Teen Vogue vs. an articulate teen

Posted on Feb 23, 2017 in Abortion

Teen Vogue vs. an articulate teen

A liberal magazine that targets teen girls figured it would make light of abortion – but a 16-year-old teenager hit back with an online video.

“We need to clarify one thing first: abortion is a big deal,” states Autumn, whose rebuttal produced by pro-life group Students for Life has collected 608,000-plus Facebook views.

The Teen Vogue article “What to Get a Friend Post-Abortion” includes a slide show of “gift” ideas, such as a “Girl Power” ballcap, a box of chocolates, and a Ruth Bader Ginsburg coloring book.

The article is targeted at teen girls such as Autumn and therefore, she suggests, she’s qualified to respond.

And respond she did, pointing out that the writer Whitney Bell suggests abortion can be “more than a little terrifying” but states a few words later that it “shouldn’t have to be so scary.”

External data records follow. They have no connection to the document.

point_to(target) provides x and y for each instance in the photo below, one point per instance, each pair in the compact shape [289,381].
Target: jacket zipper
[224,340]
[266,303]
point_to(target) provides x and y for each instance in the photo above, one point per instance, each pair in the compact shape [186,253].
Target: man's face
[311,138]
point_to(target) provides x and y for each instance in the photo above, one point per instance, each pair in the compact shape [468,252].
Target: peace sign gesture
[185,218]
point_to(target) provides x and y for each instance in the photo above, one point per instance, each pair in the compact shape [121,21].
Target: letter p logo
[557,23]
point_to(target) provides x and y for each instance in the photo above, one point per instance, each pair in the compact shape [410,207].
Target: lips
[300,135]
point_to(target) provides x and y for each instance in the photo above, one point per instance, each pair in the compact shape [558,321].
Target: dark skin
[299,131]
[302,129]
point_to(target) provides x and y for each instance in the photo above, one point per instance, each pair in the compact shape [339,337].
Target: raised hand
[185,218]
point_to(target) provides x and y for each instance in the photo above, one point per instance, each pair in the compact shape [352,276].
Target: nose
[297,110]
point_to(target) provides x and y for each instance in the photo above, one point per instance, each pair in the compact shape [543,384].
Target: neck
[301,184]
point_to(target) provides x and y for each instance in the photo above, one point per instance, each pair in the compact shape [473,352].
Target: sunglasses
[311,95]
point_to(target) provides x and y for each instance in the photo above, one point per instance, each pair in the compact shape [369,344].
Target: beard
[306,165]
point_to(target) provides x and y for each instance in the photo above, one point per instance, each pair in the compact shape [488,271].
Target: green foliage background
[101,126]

pregnancy ultrasound”Okay, which is it?” Autumn asks rhetorically. “You can’t have it both ways.”

The truth, she says, is that abortion is a scary procedure that haunts women for the decision they made.

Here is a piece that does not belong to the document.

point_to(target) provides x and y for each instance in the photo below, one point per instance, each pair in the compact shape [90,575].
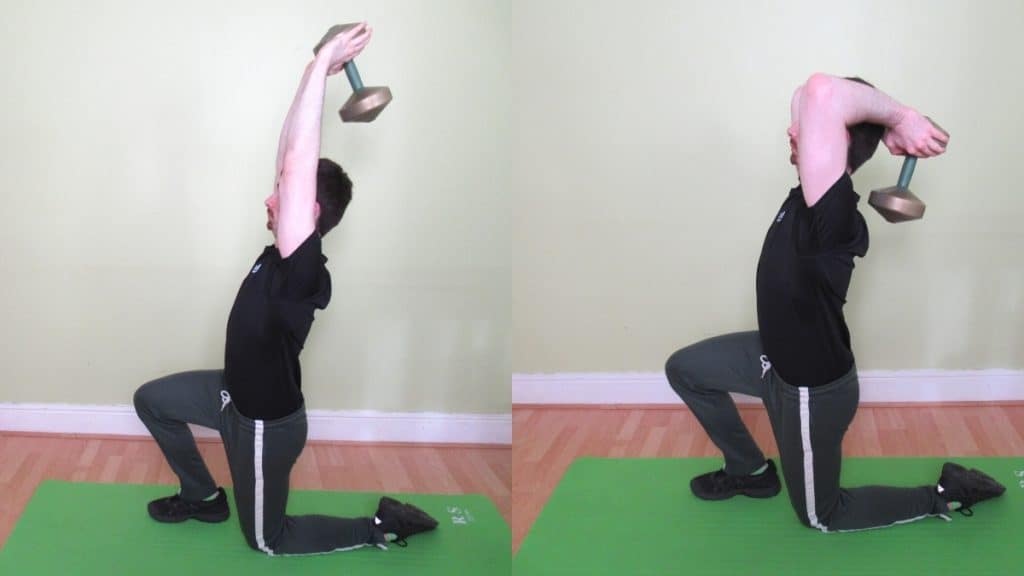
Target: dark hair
[864,137]
[334,192]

“No one skips into that room as if they’re getting their hair highlighted or their nails painted,” Autumn warns.

“And just for the record,” she continues, “the thought of going into a room and having my baby surgically removed from my body is both terrifying and scary, and none of these gifts would make me feel better. And if they did make me feel better, that would mean I need serious counseling.”

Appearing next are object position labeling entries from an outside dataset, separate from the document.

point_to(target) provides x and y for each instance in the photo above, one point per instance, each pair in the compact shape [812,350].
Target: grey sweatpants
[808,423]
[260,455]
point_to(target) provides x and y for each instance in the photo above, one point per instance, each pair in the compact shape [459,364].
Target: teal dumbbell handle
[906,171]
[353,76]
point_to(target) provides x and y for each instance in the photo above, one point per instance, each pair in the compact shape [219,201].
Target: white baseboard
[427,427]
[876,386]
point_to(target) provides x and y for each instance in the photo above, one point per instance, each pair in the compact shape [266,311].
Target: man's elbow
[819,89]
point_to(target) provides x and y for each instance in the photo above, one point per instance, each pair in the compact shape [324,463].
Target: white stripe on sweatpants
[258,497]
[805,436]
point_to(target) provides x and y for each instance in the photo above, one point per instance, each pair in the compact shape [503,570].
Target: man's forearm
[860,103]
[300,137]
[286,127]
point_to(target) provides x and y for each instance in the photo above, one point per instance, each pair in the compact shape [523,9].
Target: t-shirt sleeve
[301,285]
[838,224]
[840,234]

And the pro-life teen wasn’t done. She goes on to call out Teen Vogue for a “disgusting and disrespectful” article that trivializes abortion, then analyzes each of the gift ideas, ripping each while quoting liberally from Bell’s own story.


Teen Vogue’s online version is predictably heavy on fluff stories – “Dove Cameron Just Chopped Off ALL of Her Hair” – but includes political stories, too, such as a Detroit teen who opposes Betsy DeVos as Secretary of Education.

The publicity Autumn is giving Teen Vogue may be the most it’s gotten in some time – the magazine announced last November it was cutting back to four issues a year and relying on online stories. The magazine began in 2003.

OneNewsNow first reported on the Teen Vogue story in a Feb. 20 story.